What the latest equipment sale numbers tell us

Courtesy John Deere, 2020

The Association of Equipment Manufacturers’ (AEM) flash reports that come out every month are a handy way to see how equipment sales are trending in Canada and the U.S.

“Equipment sales numbers are a pretty good indication, or tells a lot of things about the economy,” says Curt Blades, senior vice president, agricultural services with AEM. More specifically, these numbers tell us a lot of things about the agriculture economy.

Looking at the December numbers, there was a lot of spring in all categories. Tractors did all right in Canada, and in the under 40 hp category, sales were stronger in 2020 than they were in 2019.

Combines were down 13.9 per cent year to date and 4WD tractors were down 5.6 per cent — smaller horsepower tractors seem to be floating the market.

“The lower horsepower tractors have been driving the market, and I think behind the story on that one is a whole lot of folks that are probably not using their tractor to farm with,” says Blades.

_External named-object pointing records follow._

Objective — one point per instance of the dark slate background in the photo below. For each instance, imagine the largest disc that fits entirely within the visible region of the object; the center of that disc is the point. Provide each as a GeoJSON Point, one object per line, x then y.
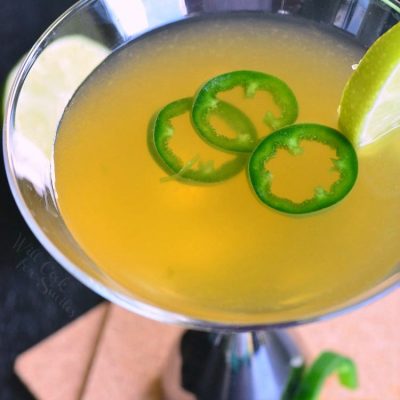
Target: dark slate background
{"type": "Point", "coordinates": [37, 296]}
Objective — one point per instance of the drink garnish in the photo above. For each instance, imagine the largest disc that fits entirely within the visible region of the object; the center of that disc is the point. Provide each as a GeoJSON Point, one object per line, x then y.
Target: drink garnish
{"type": "Point", "coordinates": [205, 172]}
{"type": "Point", "coordinates": [206, 102]}
{"type": "Point", "coordinates": [370, 104]}
{"type": "Point", "coordinates": [290, 138]}
{"type": "Point", "coordinates": [307, 384]}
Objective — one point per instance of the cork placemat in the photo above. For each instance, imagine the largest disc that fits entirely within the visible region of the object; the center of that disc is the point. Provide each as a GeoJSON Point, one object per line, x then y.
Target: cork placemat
{"type": "Point", "coordinates": [110, 353]}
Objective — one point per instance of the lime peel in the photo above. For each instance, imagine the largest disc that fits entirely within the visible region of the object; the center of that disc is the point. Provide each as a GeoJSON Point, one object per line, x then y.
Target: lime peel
{"type": "Point", "coordinates": [370, 104]}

Looking at the overall economy, certain segments have done well during this pandemic, like luxuries and home improvements. Perhaps acreage owners, who aren’t doing any travelling, have decided to invest that money into a tractor instead.

Listen in for the full conversation between Blades and RealAg Radio host Shaun Haney below, story continues after player: 

Blades says that it took until about mid-year in 2020 to see sales numbers on par with the five-year averages. As the tides started to turn after mid-year, sales of self-propelled combines or an uptick in overall sales may be an indication of farmers’ overall faith in commodity markets. Farmers feel comfortable making those large purchases, adds Blades.

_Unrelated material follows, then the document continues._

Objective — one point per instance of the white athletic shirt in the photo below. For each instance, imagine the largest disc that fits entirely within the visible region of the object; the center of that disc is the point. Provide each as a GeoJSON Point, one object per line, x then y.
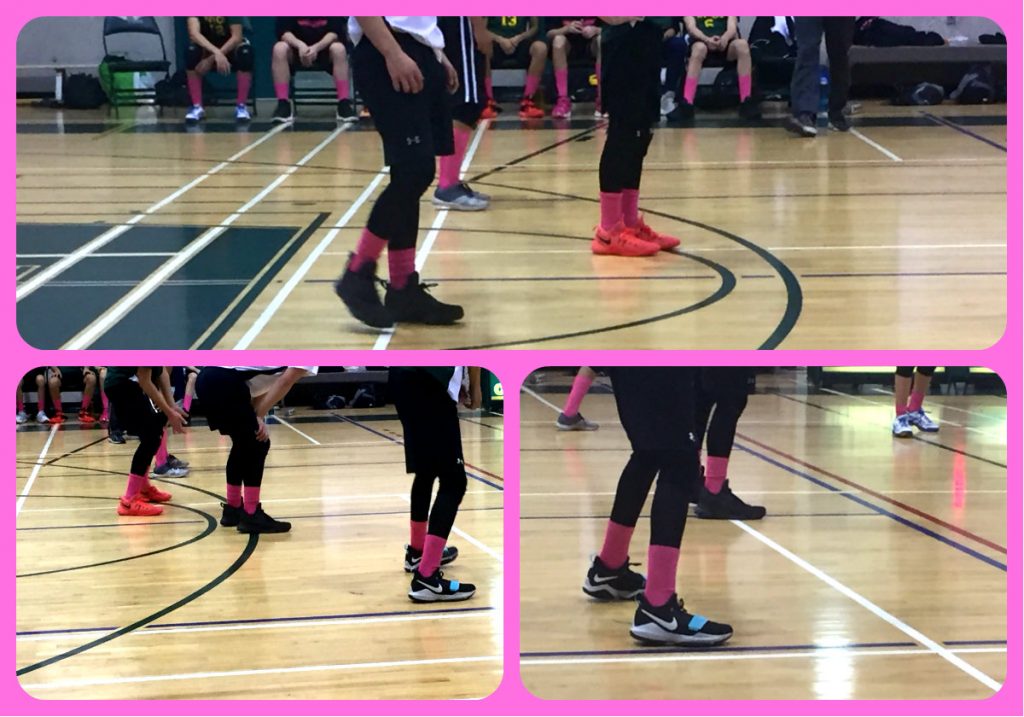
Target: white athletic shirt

Compared to the U.S. numbers, equipment sales down south reflect a healthier new machinery market. Blades says this is because of two things: the overall size of the U.S. market versus the Canadian market, and the small horsepower market saw more sales in the U.S., maybe from government subsidies or that re-investment into property.

The Canadian dollar and its hurting the used equipment market, about a year ago, certainly has also impacted the new market, adds Blades.